Bioidentical hormone replacement can help reduce the worst symptoms of aging, like lack of energy, mood swings and yes, migraines.
Benjamin Franklin once said “the only things certain in life are death and taxes.” Well, women can add menopause to that list, and for about 20 percent of women migraines are just as inevitable. Women suffer from migraines at a much higher rate than men, with females making up about 70 percent of migraine sufferers in the United States.
In 2011, researchers from the University of Turin in Italy found it possible to predict with decent accuracy how much a woman will experience migraines after menopause, especially for the 60 percent of female migraine sufferers who have menstruation-related headaches. The problem is that the predictability of migraines doesn’t work for women as a whole. Instead, researchers in Italy confirmed that while women who experience migraines due to their menses typically found relief after menopause, other women are left in despair as their frequent migraines worsen.

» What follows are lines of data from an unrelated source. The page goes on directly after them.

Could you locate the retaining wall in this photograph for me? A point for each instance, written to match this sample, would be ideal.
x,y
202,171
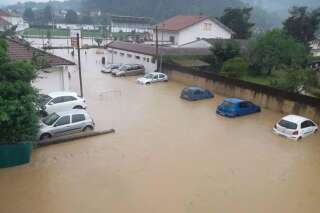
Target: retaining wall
x,y
266,97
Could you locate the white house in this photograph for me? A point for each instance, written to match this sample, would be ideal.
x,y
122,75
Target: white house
x,y
14,20
132,53
129,24
54,76
180,30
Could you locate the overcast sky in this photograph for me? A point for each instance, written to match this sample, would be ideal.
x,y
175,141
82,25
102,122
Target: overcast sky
x,y
6,2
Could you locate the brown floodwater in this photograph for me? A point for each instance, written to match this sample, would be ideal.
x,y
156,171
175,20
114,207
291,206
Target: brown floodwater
x,y
167,155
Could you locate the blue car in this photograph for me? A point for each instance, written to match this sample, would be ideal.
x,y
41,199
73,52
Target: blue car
x,y
194,93
233,107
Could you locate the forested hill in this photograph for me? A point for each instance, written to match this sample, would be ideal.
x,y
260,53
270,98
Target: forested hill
x,y
161,9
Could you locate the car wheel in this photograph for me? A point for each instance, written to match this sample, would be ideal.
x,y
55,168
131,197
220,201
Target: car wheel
x,y
45,136
78,107
88,129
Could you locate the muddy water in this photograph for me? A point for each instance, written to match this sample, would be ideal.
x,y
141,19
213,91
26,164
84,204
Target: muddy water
x,y
167,155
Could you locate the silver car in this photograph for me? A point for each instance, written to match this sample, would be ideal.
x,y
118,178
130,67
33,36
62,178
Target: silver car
x,y
129,70
67,122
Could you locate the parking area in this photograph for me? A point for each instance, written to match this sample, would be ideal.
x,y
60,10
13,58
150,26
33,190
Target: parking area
x,y
167,155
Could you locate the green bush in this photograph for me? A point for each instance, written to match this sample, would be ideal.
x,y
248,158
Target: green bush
x,y
235,67
18,114
295,79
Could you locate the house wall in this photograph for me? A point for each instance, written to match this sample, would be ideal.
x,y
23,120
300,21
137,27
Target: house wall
x,y
197,44
199,31
270,100
121,56
52,79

The culprit in the case of menopausal migraines is hormone imbalance. Fluctuations in the flow of estrogen and progesterone can trigger migraines, making women sensitive to smells, light and sound. Unfortunately, a lot of women settle for pain killers and migraine medications that dispel the headache without looking deeper into the cause or trigger of the pain. While painkillers can help, they aren’t going to prevent or lessen the occurrence of migraines in the future.
Finding Relief from Migraines after Menopause
If your migraines developed gradually with age, then bioidentical hormone therapy (BHRT) may help reduce the severity and frequency of your headaches by correcting hormone deficiencies that develop with age.

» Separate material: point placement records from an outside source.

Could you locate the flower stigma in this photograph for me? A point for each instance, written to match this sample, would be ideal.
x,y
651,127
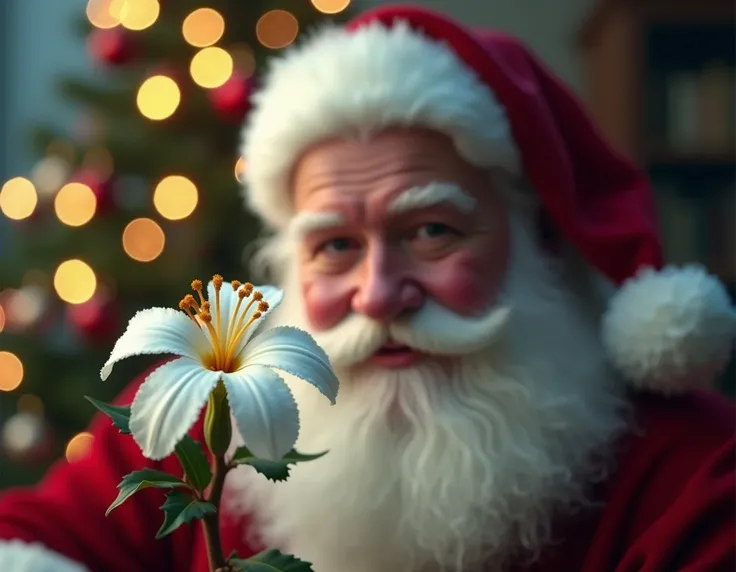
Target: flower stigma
x,y
225,332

In addition to BHRT, there are several natural remedies that you can use to reduce the frequency of migraines:
- Drink plenty of water: Dehydration can lead to migraine headaches. Make sure you are drinking 64 ounces of water every day for optimal wellness.
- Exercise regularly: Tension and stress often cause migraines, but exercise can relieve that tension. Try walking, swimming or doing yoga daily to prevent migraine pain.
- Lose weight: Sometimes, migraines are related to excess weight. Talk to Dr. Waller about how medical weight loss might help to relieve migraine pain.
- Manage stress: Stress management techniques like journaling, deep breathing exercises and other hobbies can prevent migraines by reducing your stress level.
- Healthy lifestyle habits: Alcohol and smoking cigarettes can increase your chance of getting migraines, as can having too much caffeine. Try following a healthy diet and avoiding poor habits like these to prevent migraines naturally.
Once you figure out your migraine triggers it becomes easier to prevent migraine pain. Keep a regular journal to track what you eat, how much you exercise, how many hours of sleep you get each night and other lifestyle factors that could be related to your migraines. This can help you determine what might be the source of your pain.